When functions commute under composition

Question

Today I was thinking about composition of functions. It has nice properties, its always associative, there is an identity, and if we restrict to bijective functions then we have an inverse.

But then I thought about commutativity. My first intuition was that bijective self maps of a space should commute but then I saw some counter-examples. The symmetric group is only abelian if $n \le 2$ so clearly there need to be more restrictions on functions than bijectivity for them to commute.

The only examples I could think of were boring things like multiplying by a constant or maximal tori of groups like $O(n)$ (maybe less boring).

My question: In a euclidean space, what are (edit) some nice characterizations of sets of functions that commute? What about in a more general space?
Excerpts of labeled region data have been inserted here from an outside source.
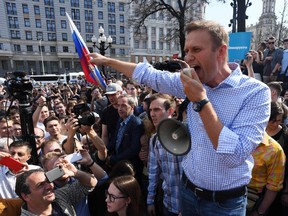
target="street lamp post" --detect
[39,39,45,75]
[91,26,113,78]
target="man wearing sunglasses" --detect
[263,36,283,83]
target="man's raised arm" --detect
[87,53,136,78]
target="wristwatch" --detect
[192,98,209,112]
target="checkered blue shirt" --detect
[133,63,271,191]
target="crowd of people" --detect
[0,21,288,216]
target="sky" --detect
[205,0,288,30]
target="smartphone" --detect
[183,68,192,78]
[45,167,65,182]
[65,152,82,163]
[0,157,25,173]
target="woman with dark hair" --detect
[106,175,144,216]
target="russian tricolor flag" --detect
[66,12,106,90]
Bonus: Is this notion of commutativity important anywhere in analysis?

Answer 1

A classic result of Ritt shows that polynomials that commute under composition must be, up to a linear homeomorphism, either both powers of $x$, both iterates of the same polynomial, or both Chebyshev polynomials. Actually Ritt proved a more general rational function case - follow the link. His work was motivated by work of Julia and Fatou's work on Julia sets of rational functions, e.g. see here for a modern presentation.

Answer 2

According to Wikipedia, a set of diagonalizable matrices commute if and only if they are simultaneously diagonalizable. There is a far-reaching generalization, namely the Gelfand representation theorem.
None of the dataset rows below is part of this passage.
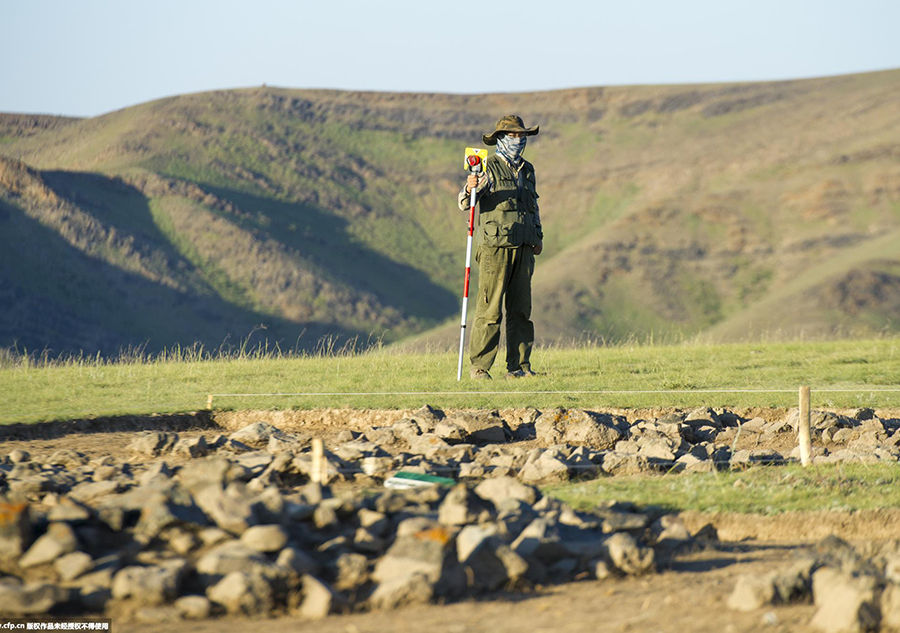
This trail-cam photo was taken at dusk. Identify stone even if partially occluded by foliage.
[601,452,653,475]
[444,411,512,444]
[241,525,288,553]
[363,426,397,446]
[810,567,880,633]
[409,433,450,459]
[727,574,776,612]
[69,480,122,502]
[194,485,259,535]
[134,606,181,624]
[19,523,78,569]
[881,583,900,631]
[177,456,249,494]
[0,501,31,560]
[275,547,322,576]
[391,418,422,441]
[638,439,675,466]
[45,448,88,470]
[438,484,491,525]
[74,579,112,613]
[369,572,434,609]
[135,491,209,539]
[0,583,65,615]
[475,477,541,506]
[433,420,466,442]
[172,435,209,457]
[458,462,487,480]
[206,571,275,615]
[125,431,178,457]
[173,596,212,620]
[359,457,394,479]
[112,560,187,606]
[410,404,444,433]
[166,528,200,556]
[313,504,340,530]
[356,508,391,536]
[215,438,255,455]
[512,516,568,562]
[519,450,569,482]
[773,557,817,604]
[53,552,94,581]
[353,527,385,554]
[137,461,173,486]
[456,525,528,591]
[334,553,369,591]
[534,409,624,450]
[299,574,339,620]
[651,514,694,553]
[195,540,281,584]
[7,448,31,464]
[604,532,654,576]
[197,527,234,547]
[228,422,288,447]
[372,527,456,583]
[731,448,784,467]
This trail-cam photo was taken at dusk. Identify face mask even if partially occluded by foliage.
[497,134,526,163]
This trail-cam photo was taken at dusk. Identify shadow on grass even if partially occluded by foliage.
[0,411,220,441]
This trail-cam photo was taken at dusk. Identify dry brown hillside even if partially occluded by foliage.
[0,71,900,350]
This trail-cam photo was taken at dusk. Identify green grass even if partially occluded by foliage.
[0,339,900,423]
[545,463,900,514]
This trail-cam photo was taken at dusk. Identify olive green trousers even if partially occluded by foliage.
[469,244,534,371]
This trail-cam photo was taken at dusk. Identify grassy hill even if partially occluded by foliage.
[0,71,900,354]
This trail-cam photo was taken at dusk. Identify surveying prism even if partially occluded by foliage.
[456,147,487,382]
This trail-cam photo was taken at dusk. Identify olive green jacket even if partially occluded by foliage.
[458,154,544,248]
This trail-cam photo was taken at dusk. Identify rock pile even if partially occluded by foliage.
[728,536,900,633]
[0,430,690,622]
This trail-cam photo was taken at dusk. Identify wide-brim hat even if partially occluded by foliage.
[481,114,541,145]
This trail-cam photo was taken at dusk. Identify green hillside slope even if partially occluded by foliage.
[0,71,900,351]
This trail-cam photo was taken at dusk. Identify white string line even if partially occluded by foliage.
[209,387,900,398]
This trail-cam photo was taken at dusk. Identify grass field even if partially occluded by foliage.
[0,338,900,424]
[544,463,900,514]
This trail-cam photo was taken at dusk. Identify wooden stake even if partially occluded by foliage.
[309,437,325,484]
[799,387,812,466]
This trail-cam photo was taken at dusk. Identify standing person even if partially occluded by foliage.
[459,114,544,380]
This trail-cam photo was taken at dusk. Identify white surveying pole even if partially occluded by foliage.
[456,147,487,382]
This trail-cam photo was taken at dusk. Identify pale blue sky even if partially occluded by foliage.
[0,0,900,116]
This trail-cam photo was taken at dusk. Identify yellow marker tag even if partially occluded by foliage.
[463,147,487,174]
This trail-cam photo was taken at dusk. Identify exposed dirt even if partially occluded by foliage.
[117,543,814,633]
[7,409,900,633]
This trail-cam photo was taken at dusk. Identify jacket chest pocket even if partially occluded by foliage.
[481,223,522,248]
The Gelfand representation theorem for commutative $C^*$ algebras represents every commutative $C^*$ algebra as an algebra of functions with pointwise multiplication; the domain of the latter algebra is the spectrum of the former algebra.

Answer 3

This question may also be related to how certain functions behave under functions of their variables. In this context, the property of commuting with binary operators, such as addition and multiplication, can be used to define classes of functions:

1. additive commutation: if $g(x, y) = x + y$, then $f\big(g(x, y)\big) = g\big(f(x),\ f(y)\big)$ if and only if $f(x + y) = f(x) + f(y)$ thus $f$ is a homogeneous linear function of the form $f(x; a) \equiv ax$

2. multiplicative commutation: if $g(x, y) = xy$, then $f\big( g(x, y) \big) = g\big(f(x),\ f(y)\big)$ if and only if $f(xy) = f(x)f(y)$ thus $f$ is "scale invariant" i.e. a power law of the form $f(x; a) \equiv x^a$

3. log-additive commutation: if $g(x, y) = x + y$, then $\log f\big( g(x, y) \big) = g\big( \log f(x),\ \log f(y) \big)$ if and only if $f(x + y) = f(x)f(y)$ thus $f$ is an exponential function of the form $f(x; a) \equiv \exp(ax)$

The last item (3) involves a third function (the logarithm) which when denoted as $h$ gives

$h\big(f[g(x, y)]\big) = g\big(h[f(x)],\ h[f(y)]\big)$

or

$h \circ f \circ g(x, y) = g\big(h \circ f(x),\ h \circ f(y)\big).$

Since $h \circ f$ occurs on both sides, we can denote this as $\tilde f$ to get

$\tilde f \big( g(x, y) \big) = g \big( \tilde f(x), \tilde f(y) \big)$

which has the same form as item (1) above. From this perspective, items (1) and (3) above can be seen as being isomorphic under the $\exp$ and $\log$ pair of invertible mappings.